I had this kind of outrageous, serious algae outbreak when I tried to switch my 75g tank from E.I. to PPS pro. It was _so_ horrendous, I had to throw the towel in on it!!!!!

I eventually trashed every plant from that tank; with the sole exception of one crypt. AND w/ the help of my local plant club, I had been collecting some pretty new and really hot, rare plants!!!!! BLAAHHHH!!!! @#$**!#@!!! TTTHHHHTTTTT!


----------



## ray-the-pilot (May 14, 2008)

You have a pregnant female. All that algae is good for her. Hope you have a male so she can spawn for you.


----------



## MatPat (Mar 22, 2004)

I had the same experience when switching from EI to the PPS several years ago. A lot of stunting, large amount of algae, etc. etc. While I like the idea of little to no water changes, I just couldn't take the algae and poor plant growth at the time since it was in my display tank. I assume there were things I did wrong but it was too time consuming for me at the time...EI is just so easy. 

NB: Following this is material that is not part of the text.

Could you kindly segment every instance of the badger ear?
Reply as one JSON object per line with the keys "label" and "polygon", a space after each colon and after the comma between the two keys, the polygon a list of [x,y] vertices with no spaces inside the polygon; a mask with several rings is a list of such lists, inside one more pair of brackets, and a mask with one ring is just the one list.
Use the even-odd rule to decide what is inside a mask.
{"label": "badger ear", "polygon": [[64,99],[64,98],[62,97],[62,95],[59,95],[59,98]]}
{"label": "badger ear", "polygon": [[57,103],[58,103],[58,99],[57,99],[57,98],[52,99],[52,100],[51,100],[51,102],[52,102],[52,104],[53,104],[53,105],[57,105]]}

I've been wanting to try PPS again and probably will once I set up another plant tank. I'm not going to judge that fert regime on my one try at it since a lot of people have success with it.


----------



## Brilliant (Jun 25, 2006)

I had the same issue. I dose "EI" per say but my tank is not overloaded with nutrients. I gave PPS a longer chance knowing about this transition but after 90% of my plants were taken over by that same algae you posted I quit and will never look back. I lost way too many plants and would highly advise people to avoid it if "EI" is working for them. If you want to go lean and change less water just cut your dosing down little by little instead of leaving the regimen.... If you ask me any dosing solution that contains calcium or magnesium is no good. If you decide to meddle with those two it should be in source water or substrate of aquarium.


----------



## Left C (Jun 14, 2005)

I've read that some people double the amount of KH2PO4 used in the PPS-Pro solution to help with some algae problems.

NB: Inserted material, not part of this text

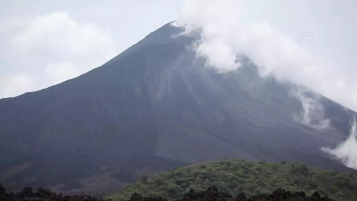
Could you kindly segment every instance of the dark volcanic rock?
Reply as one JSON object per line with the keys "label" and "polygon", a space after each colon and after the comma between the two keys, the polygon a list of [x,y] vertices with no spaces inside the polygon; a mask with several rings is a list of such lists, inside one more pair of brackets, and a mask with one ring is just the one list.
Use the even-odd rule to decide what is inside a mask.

Tom Barr has a solution version of EI that worked fine for me. I didn't have any problems with it at all: http://www.barrreport.com/estimativ...accuracy-want-daily-pmdd-style-ei-dosing.html


----------



## Edward (May 25, 2004)

Yes you are correct, the plants are getting used to it. Some plants will need to re-grow new leaves while the deteriorating portions leak NH4 back to the water column making algae happy. Environmental changes cause such issues. 
Have you used the right ingredients and quantity?


----------



## oregon aqua (Jan 30, 2008)

the recipe i followed is

16oz distilled water
k2S04 28G
KN03 31G
KH2PO4 3G
MGS04 19G

dose 5ml pps-pro and trace in morning a couple of hours before lights on.

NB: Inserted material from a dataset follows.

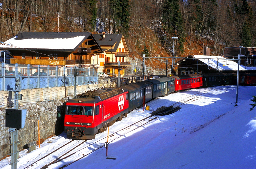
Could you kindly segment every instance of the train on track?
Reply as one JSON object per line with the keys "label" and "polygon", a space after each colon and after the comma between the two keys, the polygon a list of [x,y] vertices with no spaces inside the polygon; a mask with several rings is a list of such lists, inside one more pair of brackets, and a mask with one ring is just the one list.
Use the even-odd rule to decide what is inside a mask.
{"label": "train on track", "polygon": [[[256,85],[256,73],[239,75],[241,85]],[[156,98],[181,90],[236,84],[233,73],[172,76],[85,92],[66,103],[65,132],[68,138],[93,139],[97,133],[135,108]]]}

i just made second batch since i started.

I have 2 tanks on this regiment. my corner tank is doing pretty good its a really hard tank to clean (the top of the tank is at 5.5 feet im 5.9 ) so i have a little algae but nothing like my main tank. 
i intend to stay with pps-pro on the corner tank and have been pretty happy with the results. it has a HUGE!!!!!!!!!!!!!!! NYMPHAEA LOTUS (RED) in it. i couldnt control it if i wanted too.


----------



## Edward (May 25, 2004)

Looks good. The 5 ml goes into a 50 gallon aquarium? The rate is 1 ml / 10 gallon.


----------



## oregon aqua (Jan 30, 2008)

yes its a 50 gallon.


----------



## oregon aqua (Jan 30, 2008)

well i went crazy!

pulled all the plants did a bleach dip and replanted. 

im going back to e.i. dosing on my main keeping pps-pro on corner. thanks for all the replies! the hair just got to bad! hopefully some of the plants make it through the dip.

will post pics when tank clears.


----------